C'est précisément le constat dressé par l'entreprise, société artisanale de charpente, couverture et zinguerie implantée en Savoie. Avec seulement cinq personnes, dont trois salariés, l'entreprise a choisi de s'appuyer sur l'intelligence artificielle pour simplifier son organisation et retrouver du temps pour se consacrer à son cœur de métier.
Le déclencheur : alléger une charge administrative devenue trop lourde
Créée en 1999, l'entreprise Jeannolin intervient principalement auprès des particuliers dans un rayon d'une trentaine de kilomètres autour de son implantation. Ce choix assumé permet de conserver une forte proximité avec les clients et de garantir une qualité d'exécution élevée.

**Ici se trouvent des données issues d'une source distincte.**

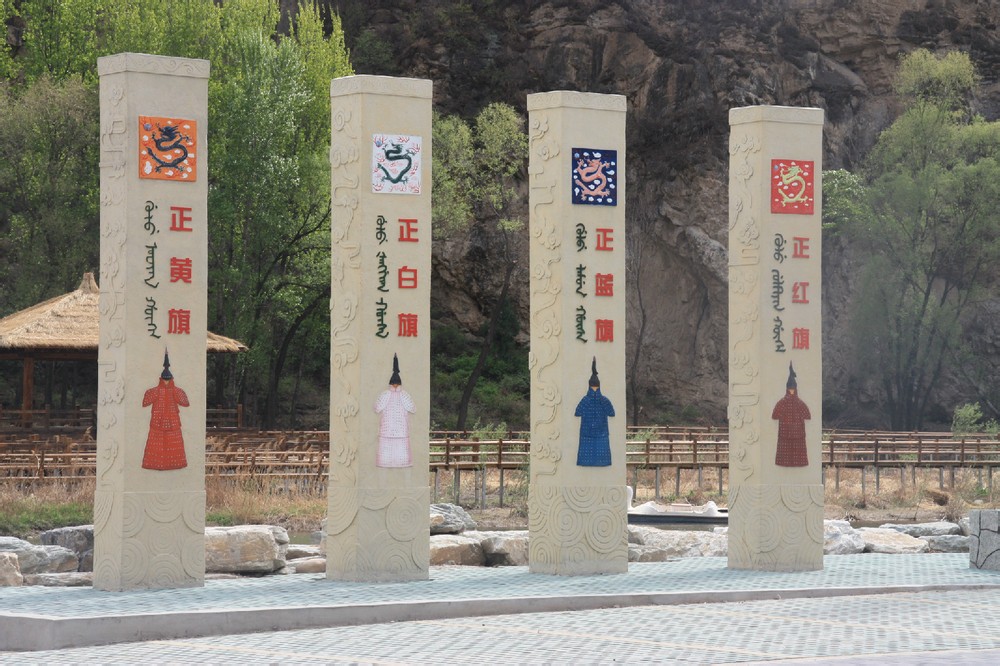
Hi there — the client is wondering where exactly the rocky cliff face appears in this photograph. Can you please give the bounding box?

Mais comme beaucoup d'entreprises artisanales, elle fait face à une charge administrative importante. La codirigeante, qui assure l'ensemble de la gestion administrative, commerciale et organisationnelle, constate que la rédaction et le suivi des devis occupent une part croissante de son temps.
Son intérêt pour l'innovation et sa participation à un programme porté par la Capeb, le syndicat patronal représentant l'artisanat du bâtiment, partenaire France Num, vont alors lui faire découvrir plusieurs outils intégrant l'intelligence artificielle.
L'objectif est clair : gagner du temps sans perdre la maîtrise des décisions techniques et économiques.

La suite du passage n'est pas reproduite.